Do you know what Retadup is?
Retadup is a worm that has a single purpose, which is to infect a victim’s system with other malicious programs. It is not a new threat since its first versions were discovered in 2017. The hackers behind the malware continued to upgrade it and used it to spread various infections up till 2019 when cybersecurity experts teamed up and managed to deactivate the worm. If you want to know what kind of malicious applications it used to spread before its deactivation and other details about this threat, we encourage you to read our full report. At the end of this article, you can find a step by step removal guide showing how to delete Retadup manually. Of course, it might be safer and easier to erase such a threat with a reputable antimalware tool that would also help eliminate other possible infections that could have been dropped by this worm.
Retadup was most likely spread with files disguised to look harmless. As a result, the threat ended up on computers used by those who carelessly open files obtained from the Internet. If you do not want to make a mistake of getting tricked into opening malicious files, you should never launch data received from untrustworthy file-sharing websites, Spam emails, obtained via unreliable advertising content, and so on. Never forget that files, which look like text documents, pictures, or other data that you would not consider to be malicious, can be infected. What’s more, the research revealed that systems affected by this worm were not protected by antimalware tools. It would be a good idea not only to install a reputable antimalware tool, but also to use it to scan files that you do not know to be harmless for sure. That is if it is important for you to keep your device clean and secure.
The malicious application used to drop a text document and an executable file right after a victim would launch its installer. Both the document and executable had names from 21 random characters, so the titles of such data could vary from victim to victim. After getting installed, Retadup operated on a system without revealing its presence. The hackers behind this malicious application used it to drop malware they wanted to infect a victim’s computer with. It is said that Retadup carried Stop Ransomware, Monero miners, and password stealer called Arkei. The ransomware encrypted victims' files and displayed a message demanding to pay a ransom if a victim wanted his data back. The Monero miners used a victim’s computer resources to mine this particular cryptocurrency, which could have caused lag and faster device’s wear. As for the password-stealing application, it could have stolen various passcodes that might have been misused for purposes like scamming victims, taking control over their accounts, selling such data on the dark web, and so on.

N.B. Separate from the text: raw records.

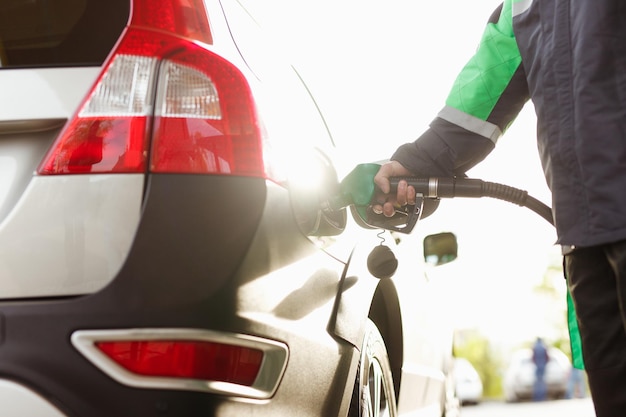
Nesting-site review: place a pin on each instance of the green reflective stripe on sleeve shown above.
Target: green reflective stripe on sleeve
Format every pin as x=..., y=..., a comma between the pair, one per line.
x=471, y=123
x=482, y=81
x=520, y=6
x=574, y=334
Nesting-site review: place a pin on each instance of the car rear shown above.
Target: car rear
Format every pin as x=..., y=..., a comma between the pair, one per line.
x=126, y=136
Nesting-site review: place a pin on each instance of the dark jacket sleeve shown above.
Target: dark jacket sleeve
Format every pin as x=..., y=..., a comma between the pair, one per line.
x=484, y=100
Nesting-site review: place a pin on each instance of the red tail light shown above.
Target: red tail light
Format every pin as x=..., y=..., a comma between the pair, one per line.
x=163, y=93
x=186, y=359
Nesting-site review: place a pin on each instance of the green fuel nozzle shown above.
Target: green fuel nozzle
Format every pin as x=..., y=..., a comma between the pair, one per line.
x=358, y=191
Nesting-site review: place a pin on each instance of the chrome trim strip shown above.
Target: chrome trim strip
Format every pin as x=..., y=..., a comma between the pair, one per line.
x=471, y=123
x=30, y=126
x=275, y=356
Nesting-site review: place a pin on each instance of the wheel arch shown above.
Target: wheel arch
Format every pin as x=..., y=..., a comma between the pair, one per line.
x=385, y=313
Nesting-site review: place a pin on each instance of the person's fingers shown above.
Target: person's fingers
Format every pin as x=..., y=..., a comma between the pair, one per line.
x=410, y=195
x=401, y=194
x=388, y=209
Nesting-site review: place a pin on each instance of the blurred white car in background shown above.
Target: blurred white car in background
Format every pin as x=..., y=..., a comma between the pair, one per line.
x=467, y=382
x=520, y=375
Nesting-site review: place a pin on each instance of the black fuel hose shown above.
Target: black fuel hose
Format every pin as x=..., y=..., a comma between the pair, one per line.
x=436, y=188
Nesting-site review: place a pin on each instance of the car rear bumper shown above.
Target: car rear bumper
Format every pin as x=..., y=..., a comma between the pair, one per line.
x=194, y=263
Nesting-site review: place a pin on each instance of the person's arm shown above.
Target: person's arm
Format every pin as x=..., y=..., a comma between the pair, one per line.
x=485, y=98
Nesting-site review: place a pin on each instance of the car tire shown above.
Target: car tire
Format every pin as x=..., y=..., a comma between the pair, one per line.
x=373, y=394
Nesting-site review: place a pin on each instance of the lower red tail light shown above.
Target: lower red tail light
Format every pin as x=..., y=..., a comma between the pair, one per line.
x=186, y=359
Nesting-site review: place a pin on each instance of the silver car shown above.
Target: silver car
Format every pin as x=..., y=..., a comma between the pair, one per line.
x=165, y=246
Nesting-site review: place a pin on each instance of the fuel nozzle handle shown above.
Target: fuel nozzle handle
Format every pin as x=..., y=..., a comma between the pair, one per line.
x=473, y=188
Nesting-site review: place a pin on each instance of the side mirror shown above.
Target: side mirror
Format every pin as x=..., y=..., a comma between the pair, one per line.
x=440, y=248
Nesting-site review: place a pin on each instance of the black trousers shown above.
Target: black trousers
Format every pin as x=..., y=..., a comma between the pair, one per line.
x=597, y=281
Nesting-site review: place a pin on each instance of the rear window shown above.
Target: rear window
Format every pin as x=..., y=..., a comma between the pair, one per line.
x=49, y=33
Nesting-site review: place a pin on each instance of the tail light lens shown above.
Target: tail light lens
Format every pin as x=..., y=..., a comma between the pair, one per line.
x=163, y=103
x=186, y=359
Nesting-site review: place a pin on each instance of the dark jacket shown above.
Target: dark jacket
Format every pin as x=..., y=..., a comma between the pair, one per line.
x=569, y=57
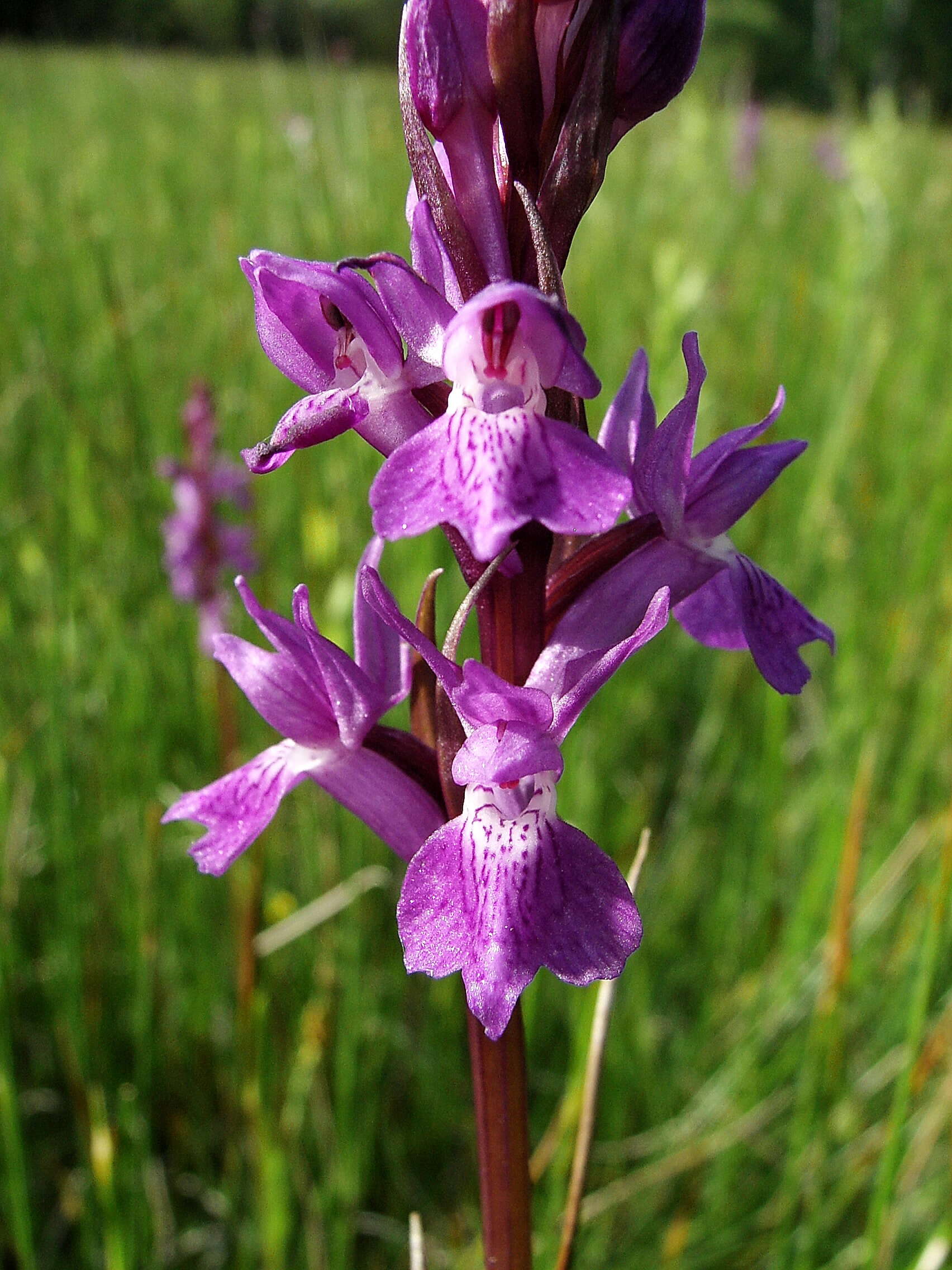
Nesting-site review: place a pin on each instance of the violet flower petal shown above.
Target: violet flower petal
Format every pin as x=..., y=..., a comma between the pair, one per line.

Needless to say, that both the worm and the malicious applications installed by it should be erased as fast as possible to prevent more damage. The removal guide available below only show how to delete Retadup. Knowing there could be more threats on a system infected by this worm, we strongly recommend using a reputable antimalware tool instead that could help a user eliminate all possible threats at the same time. Lastly, if you have any questions about Retadup or its removal, we wish to invite you to use our comments section and leave us a message at the end of this page.
- Tap Ctrl+Alt+Delete.
- Open Task Manager and go to the Processes tab.
- Check for malicious processes that could belong to the work or threats spread by it.
- Select malicious processes by clicking them and press the End Task button.
- Close Task Manager.
- Press Windows Key+E.
- Go to your C: disk.
- Locate a .txt and an .exe file with random names from 21 characters (e.g., aqlqmdttnwwoabdvqkpea.exe), right-click these files and press Delete.
- Exit File Explorer.
- Empty the Recycle bin.
- Reboot the computer.
In non-techie terms:
Retadup is a threat that is no longer active. Its distribution was successfully stopped by cybersecurity experts. Before it happened the malicious application was active for around 2 years during which it distributed cryptocurrency miners, ransomware, and even threats for stealing passwords. Meaning the malware itself does not spy on the user or damage his system/files. Thus, users who find it on their systems should be more concerned about the malicious applications that could have been dropped while the worm was on their system. If you take a look at the removal guide available above, you can learn how to erase this infection manually. However, to eliminate not just Retadup, but also the threats it might have dropped on your system, we advise using a reputable antimalware tool instead.